A special place found in the Afar depression at 613m is called “Erta Ale”. It is a shield volcano, which has a base diameter of 30km and is only 500m high. In its vast summit caldera (1600x700m) there are two pit craters. The larger one (300-400m diameter) in the northern part contained a lava lake in 1968 and 1973 but is now inactive. A central, but smaller pit (140m diameter, 60 to 90m deep) now has an active lava lake 60m wide and 100m long.

Erta Ale is one of the spectacular and unique places in Afar- Ethiopia. It is the most active isolated shield Volcano in Ethiopia famed for its long-standing lava lake activity. On its Summit, the volcano hosts cryptic shaped caldera (mouth of volcano) of about 1600 x 700 meters width.
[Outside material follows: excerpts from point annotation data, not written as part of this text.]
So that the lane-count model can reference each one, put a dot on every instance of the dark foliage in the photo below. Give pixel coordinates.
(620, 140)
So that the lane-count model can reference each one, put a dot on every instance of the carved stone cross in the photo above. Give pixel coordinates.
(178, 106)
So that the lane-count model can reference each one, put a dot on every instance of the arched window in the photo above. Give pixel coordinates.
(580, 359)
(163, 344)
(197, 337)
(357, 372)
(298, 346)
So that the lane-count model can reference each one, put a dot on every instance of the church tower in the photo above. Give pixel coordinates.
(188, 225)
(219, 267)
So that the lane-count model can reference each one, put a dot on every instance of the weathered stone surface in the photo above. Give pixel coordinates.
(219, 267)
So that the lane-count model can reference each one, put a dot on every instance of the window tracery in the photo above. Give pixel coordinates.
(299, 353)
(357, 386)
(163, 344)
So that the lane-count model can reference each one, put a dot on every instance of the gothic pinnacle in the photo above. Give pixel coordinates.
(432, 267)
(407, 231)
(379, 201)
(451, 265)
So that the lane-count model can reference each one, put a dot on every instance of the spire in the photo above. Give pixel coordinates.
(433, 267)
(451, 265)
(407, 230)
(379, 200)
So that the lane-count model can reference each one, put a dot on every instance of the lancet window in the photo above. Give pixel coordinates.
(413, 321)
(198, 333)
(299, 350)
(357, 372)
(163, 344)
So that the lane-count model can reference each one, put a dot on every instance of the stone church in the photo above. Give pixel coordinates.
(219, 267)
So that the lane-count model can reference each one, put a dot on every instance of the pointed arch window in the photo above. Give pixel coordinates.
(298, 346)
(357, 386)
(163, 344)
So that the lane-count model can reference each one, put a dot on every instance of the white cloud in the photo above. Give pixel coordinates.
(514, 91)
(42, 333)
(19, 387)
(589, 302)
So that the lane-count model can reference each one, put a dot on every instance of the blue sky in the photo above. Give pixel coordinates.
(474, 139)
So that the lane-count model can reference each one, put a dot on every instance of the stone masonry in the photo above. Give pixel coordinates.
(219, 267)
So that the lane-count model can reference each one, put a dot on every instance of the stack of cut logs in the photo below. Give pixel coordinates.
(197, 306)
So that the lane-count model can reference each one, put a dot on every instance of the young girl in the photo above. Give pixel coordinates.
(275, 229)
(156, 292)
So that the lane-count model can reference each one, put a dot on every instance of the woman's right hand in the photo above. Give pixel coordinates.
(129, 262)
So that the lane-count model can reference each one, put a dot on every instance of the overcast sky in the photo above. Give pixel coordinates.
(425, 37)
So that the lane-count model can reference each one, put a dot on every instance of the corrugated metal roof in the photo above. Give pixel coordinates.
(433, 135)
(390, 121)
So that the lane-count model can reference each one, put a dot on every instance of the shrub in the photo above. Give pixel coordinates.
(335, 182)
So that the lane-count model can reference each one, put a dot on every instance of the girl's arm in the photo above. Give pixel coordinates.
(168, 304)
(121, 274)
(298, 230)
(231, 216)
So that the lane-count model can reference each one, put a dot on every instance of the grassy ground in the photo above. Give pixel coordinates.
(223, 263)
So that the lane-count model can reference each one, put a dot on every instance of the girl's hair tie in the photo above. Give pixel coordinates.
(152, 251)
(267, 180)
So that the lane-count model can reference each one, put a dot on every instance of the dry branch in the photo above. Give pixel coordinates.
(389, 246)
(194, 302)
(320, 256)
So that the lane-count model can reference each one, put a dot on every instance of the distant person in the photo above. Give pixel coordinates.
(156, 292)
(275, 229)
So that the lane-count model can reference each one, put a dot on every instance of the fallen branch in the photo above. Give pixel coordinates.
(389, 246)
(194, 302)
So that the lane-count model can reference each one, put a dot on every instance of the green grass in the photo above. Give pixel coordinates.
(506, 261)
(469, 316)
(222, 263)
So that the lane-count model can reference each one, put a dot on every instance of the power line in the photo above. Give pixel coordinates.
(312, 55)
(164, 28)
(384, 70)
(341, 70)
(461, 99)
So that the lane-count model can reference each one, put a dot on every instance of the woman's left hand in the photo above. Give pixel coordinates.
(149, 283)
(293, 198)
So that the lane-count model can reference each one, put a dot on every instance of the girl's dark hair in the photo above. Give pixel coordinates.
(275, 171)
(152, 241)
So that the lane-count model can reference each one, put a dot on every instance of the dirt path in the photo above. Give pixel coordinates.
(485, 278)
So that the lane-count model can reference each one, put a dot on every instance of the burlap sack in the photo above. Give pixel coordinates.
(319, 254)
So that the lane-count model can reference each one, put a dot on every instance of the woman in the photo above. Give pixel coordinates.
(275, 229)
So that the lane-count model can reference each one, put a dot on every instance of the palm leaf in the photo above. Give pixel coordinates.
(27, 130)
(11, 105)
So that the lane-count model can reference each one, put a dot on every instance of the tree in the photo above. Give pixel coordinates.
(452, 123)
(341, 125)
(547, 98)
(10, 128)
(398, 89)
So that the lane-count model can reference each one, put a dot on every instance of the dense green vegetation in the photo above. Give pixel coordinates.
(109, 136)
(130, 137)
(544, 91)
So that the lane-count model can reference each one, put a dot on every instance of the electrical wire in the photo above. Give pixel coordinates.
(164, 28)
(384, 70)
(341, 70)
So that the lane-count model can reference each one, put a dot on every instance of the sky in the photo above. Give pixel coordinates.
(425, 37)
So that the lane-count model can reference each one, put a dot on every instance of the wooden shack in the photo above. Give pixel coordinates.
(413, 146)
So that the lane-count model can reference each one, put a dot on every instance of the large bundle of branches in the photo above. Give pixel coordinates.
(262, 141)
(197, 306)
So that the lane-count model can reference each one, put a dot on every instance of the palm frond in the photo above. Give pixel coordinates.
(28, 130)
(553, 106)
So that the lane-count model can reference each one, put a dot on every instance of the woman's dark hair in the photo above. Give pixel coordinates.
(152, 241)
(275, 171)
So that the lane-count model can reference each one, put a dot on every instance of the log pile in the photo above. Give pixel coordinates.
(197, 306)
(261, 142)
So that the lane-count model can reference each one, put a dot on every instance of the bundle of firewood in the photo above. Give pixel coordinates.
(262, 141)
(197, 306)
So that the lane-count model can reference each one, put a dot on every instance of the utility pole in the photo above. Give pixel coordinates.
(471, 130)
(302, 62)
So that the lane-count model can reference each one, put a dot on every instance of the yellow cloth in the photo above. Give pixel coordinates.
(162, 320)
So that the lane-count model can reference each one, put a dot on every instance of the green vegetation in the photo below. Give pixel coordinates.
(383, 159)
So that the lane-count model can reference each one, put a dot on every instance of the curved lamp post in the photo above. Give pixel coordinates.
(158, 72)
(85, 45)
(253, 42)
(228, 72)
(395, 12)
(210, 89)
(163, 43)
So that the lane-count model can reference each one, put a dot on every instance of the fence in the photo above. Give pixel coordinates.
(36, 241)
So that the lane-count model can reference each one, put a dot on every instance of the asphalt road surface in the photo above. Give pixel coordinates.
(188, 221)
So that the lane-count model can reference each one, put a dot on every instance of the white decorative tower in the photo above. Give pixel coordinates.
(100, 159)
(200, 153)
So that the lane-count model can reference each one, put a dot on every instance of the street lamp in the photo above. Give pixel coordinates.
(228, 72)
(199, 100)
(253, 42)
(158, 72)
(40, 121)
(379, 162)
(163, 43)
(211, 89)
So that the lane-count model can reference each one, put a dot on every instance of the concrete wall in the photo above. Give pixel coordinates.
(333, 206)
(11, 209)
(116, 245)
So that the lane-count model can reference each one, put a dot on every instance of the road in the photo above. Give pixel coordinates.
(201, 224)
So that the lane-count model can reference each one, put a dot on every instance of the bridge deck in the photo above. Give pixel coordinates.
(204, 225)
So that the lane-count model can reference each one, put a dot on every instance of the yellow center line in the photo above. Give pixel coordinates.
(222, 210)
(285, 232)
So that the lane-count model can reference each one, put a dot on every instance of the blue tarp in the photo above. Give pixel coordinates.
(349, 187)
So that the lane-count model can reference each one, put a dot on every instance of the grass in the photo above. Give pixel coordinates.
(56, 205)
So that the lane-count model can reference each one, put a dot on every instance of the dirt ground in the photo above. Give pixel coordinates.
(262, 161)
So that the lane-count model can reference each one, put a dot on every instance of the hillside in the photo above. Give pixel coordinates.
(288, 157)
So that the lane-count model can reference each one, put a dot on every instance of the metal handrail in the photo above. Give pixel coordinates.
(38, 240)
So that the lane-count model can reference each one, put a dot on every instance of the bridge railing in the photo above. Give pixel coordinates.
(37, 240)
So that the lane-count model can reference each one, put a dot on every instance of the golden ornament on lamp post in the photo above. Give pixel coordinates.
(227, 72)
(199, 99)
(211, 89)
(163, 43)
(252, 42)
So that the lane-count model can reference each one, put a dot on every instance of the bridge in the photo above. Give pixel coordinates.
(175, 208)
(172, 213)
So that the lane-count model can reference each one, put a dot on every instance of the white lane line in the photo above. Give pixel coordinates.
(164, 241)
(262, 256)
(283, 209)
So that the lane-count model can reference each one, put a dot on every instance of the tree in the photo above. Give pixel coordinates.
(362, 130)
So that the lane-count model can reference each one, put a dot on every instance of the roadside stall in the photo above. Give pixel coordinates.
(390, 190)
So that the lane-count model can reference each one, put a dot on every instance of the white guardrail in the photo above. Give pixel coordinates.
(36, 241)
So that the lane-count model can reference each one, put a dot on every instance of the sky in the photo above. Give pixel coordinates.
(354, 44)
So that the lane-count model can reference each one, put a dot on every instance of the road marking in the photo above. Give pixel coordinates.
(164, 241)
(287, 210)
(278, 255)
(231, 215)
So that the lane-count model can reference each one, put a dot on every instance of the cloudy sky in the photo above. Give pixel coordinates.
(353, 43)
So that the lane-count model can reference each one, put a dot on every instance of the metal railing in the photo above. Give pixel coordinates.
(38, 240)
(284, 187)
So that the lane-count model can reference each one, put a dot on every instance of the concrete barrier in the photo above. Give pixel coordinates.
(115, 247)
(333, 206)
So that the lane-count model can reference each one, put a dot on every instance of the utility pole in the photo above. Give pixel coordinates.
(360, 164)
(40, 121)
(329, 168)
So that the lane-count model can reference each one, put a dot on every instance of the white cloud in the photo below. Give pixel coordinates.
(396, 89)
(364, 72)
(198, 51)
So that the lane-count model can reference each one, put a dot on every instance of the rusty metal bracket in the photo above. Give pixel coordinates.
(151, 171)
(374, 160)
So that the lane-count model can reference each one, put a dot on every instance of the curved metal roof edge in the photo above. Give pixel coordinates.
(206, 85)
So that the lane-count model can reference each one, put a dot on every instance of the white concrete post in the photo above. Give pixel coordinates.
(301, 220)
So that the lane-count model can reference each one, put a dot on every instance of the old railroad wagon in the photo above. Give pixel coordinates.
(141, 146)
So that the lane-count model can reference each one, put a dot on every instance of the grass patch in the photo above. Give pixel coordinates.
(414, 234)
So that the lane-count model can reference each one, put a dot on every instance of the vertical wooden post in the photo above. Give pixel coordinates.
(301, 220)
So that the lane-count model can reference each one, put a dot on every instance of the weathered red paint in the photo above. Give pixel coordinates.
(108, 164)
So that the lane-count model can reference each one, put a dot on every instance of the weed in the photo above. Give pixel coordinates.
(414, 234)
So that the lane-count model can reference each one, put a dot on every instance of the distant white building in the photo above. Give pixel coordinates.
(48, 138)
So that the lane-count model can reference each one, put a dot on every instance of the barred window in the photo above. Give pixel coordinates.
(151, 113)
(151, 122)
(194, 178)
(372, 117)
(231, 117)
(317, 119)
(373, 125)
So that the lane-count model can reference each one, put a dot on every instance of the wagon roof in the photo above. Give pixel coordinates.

Fresh looking basaltic lava flows fill much of the caldera and have overflowed its rim on the southern side.

The northern half of this caldera contains two steep sided pit craters of different size; one on its northern tip and the other a little down south. Lava containing of up to 20 meters high occurred in different areas at the Crater Lake, but mainly in the west, south and center. There are some records which tell that some very adventurous earth, scientists have dared to walk on top of the temporarily crusted lava with the intention to document the activity of the Lava Lake.                        

 The surface near the crater rim is broken by cracks of different width that run in concentric circles around the crater pit. Many parts of the edge can be seen hanging over the empty space. The crater walls are very instable and rock falls (avalanches) are not uncommon. If one happens to be there at the time of such rock falls one is very likely to see a dramatic cloud of Orange brown dust covering the pit. Recently, after the dramatic eruption of 2005, both the crater pit and the lava lake within have been found to have expanded remarkably. The composition of the rock at Erta Ale ranges from basalt to hyalite. According to earth scientists, Erta Ale has erupted seven times in the past 125 years and has been erupting continuously since 1967.